Come on now King get it together lol
Re: Language Hacking
Posted: Sat May 03, 2025 8:19 am
by pinback
Yeah, let me handle the CO harassment. We have an understanding.
Re: Language Hacking
Posted: Sat May 03, 2025 2:11 pm
by Flack
I don't understand any of this. Is the takeaway... you can pay for something and then use it incorrectly and it'll break? Is that like... a thing? Is this like, "hey, I bought a gallon of paint and drank it and I got sick!" Like, what is the... why are we... I don't even.
Re: Language Hacking
Posted: Sat May 03, 2025 2:25 pm
by pinback
Flack? Flack?!
Nobody understands these maniacal ramblings.
Just, everyone let me deal with this, please?
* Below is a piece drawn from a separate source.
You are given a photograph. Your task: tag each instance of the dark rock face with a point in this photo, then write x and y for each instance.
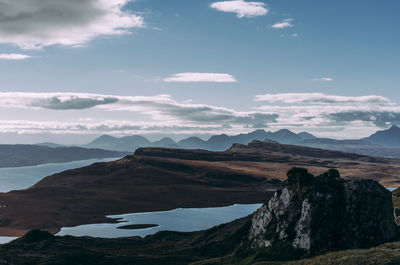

I'm taking one for the team here! You can do the next Tdarcos one, we'll call it even.
Re: Language Hacking
Posted: Sat May 03, 2025 2:55 pm
by Casual Observer
Flack wrote: Sat May 03, 2025 2:11 pm
I don't understand any of this. Is the takeaway... you can pay for something and then use it incorrectly and it'll break? Is that like... a thing? Is this like, "hey, I bought a gallon of paint and drank it and I got sick!" Like, what is the... why are we... I don't even.
Yeah, that's actually exactly it. You pay $20, it encourages you to use it for whatever you can imagine, then it breaks itsself. It's already bubbling up on Linkedin, OpenAI is stoking it with a press release yesterday. It's gonna be a glorious display.
And YES, Pinback is my best arch-nemisis.
Re: Language Hacking
Posted: Sat May 03, 2025 3:47 pm
by pinback
I fancy myself more of a Meeseeks long past his expiration date than a Nimbus.
Re: Language Hacking
Posted: Sat May 03, 2025 3:52 pm
by Casual Observer
pinback wrote: Sat May 03, 2025 3:47 pm
I fancy myself more of a Meeseeks long past his expiration date than a Nimbus.
?
Re: Language Hacking
Posted: Sat May 03, 2025 4:48 pm
by pinback
See, AI is great.
Re: Language Hacking
Posted: Sat May 03, 2025 5:35 pm
by Casual Observer
pinback wrote: Sat May 03, 2025 4:48 pm
See, AI is great.
lets be honest, that's you except you don't have a head penis.
Re: Language Hacking
Posted: Sat May 03, 2025 10:13 pm
by Flack
pinback wrote: Sat May 03, 2025 2:25 pm
Flack? Flack?!
Nobody understands these maniacal ramblings.
Just, everyone let me deal with this, please? I'm taking one for the team here! You can do the next Tdarcos one, we'll call it even.